To meet their needs, UNHCR, the UN Refugee Agency, is today launching the Children on the Run campaign, calling on donors and the public to join them in raising US$18 million to make sure everyone fleeing the mayhem engulfing the region has a place of refuge. 

“An ever-greater number of children are fleeing extortion, forced recruitment, exploitation and sexual violence across the region,” said Renata Dubini, UNHCR’s Director for the Americas. "More funds are urgently needed to provide them and their families with a place of safety."

"An ever-greater number of children are fleeing extortion, forced recruitment, exploitation and sexual violence."

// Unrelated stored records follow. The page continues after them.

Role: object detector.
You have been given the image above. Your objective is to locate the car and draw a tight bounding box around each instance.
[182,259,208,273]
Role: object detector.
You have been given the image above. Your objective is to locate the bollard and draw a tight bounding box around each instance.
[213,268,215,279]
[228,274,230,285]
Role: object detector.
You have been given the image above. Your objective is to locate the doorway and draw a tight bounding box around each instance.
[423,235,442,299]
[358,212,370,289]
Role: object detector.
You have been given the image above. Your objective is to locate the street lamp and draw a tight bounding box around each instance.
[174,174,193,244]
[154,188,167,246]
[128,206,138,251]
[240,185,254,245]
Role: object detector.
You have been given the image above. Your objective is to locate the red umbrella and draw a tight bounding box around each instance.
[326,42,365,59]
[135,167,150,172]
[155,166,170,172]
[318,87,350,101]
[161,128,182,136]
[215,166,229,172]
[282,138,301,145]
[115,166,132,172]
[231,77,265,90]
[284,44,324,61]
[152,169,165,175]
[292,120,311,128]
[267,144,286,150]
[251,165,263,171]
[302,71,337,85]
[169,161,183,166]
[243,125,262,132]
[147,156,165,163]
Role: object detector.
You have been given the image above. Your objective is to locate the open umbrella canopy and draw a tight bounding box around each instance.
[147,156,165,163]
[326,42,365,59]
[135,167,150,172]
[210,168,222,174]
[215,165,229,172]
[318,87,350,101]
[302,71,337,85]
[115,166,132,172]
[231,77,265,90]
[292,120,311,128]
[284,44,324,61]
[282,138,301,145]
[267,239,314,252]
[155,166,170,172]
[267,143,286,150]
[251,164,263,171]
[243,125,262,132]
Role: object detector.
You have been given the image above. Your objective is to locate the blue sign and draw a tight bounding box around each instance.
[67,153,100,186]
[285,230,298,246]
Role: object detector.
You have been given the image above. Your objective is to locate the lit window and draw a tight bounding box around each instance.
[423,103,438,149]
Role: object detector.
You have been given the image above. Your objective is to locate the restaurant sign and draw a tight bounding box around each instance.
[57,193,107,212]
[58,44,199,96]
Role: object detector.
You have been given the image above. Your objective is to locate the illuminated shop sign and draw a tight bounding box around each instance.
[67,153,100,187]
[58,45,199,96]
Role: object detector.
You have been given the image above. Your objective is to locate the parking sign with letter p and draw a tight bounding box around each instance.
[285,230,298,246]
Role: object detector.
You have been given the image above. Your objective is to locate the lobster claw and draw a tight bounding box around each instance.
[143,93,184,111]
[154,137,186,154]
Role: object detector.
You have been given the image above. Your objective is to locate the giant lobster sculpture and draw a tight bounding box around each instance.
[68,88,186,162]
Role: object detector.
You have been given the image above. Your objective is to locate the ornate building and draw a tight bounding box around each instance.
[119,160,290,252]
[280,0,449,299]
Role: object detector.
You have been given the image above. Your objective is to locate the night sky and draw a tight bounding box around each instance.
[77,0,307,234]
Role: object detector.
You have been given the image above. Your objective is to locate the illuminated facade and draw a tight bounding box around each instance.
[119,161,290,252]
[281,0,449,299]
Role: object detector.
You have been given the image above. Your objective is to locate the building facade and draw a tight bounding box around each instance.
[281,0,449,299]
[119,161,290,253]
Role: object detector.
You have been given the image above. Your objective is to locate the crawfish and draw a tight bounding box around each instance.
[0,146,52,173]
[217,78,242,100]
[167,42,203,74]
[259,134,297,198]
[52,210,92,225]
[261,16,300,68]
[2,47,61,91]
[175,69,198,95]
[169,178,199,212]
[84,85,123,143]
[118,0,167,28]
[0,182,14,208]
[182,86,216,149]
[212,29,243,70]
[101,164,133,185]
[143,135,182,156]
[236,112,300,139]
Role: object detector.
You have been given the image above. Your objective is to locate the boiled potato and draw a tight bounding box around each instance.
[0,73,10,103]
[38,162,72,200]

The pace at which men, women and children are seeking safety elsewhere is accelerating. UNHCR estimates that 182,400 refugees fled the northern region of Central America in 2016, a tenfold increase over five years.

And among them are children fleeing alone. In Mexico alone, more than 16,000 unaccompanied children were detained by authorities in 2016. More than half – 58 per cent - of these unaccompanied children reached Mexico’s border with the United States, in need of international protection.

This massive influx of Central American refugees in recent years is overwhelming authorities in countries of asylum, especially in Mexico. Asylum requests there have doubled every year since 2011 and they increased 152 per cent last year, although claims are also soaring in Belize, Nicaragua, Costa Rica and Panama.

“It’s easy to talk about the Syrian refugee crisis, but it costs us to recognize what’s happening here,” Mexican actor Diego Luna told an event marking the launch of the campaign. “Today Mexico … is no longer just a place of transit, it’s become the place that many people want to reach.”

UNHCR has been ramping up its efforts across North and Central America to receive these refugees, offering cash assistance, operating shelters, and setting up legal and psychological services.

But with the crisis shows no sign of letting up, UNHCR cannot support the thousands of children and families desperate for a safe haven without your help.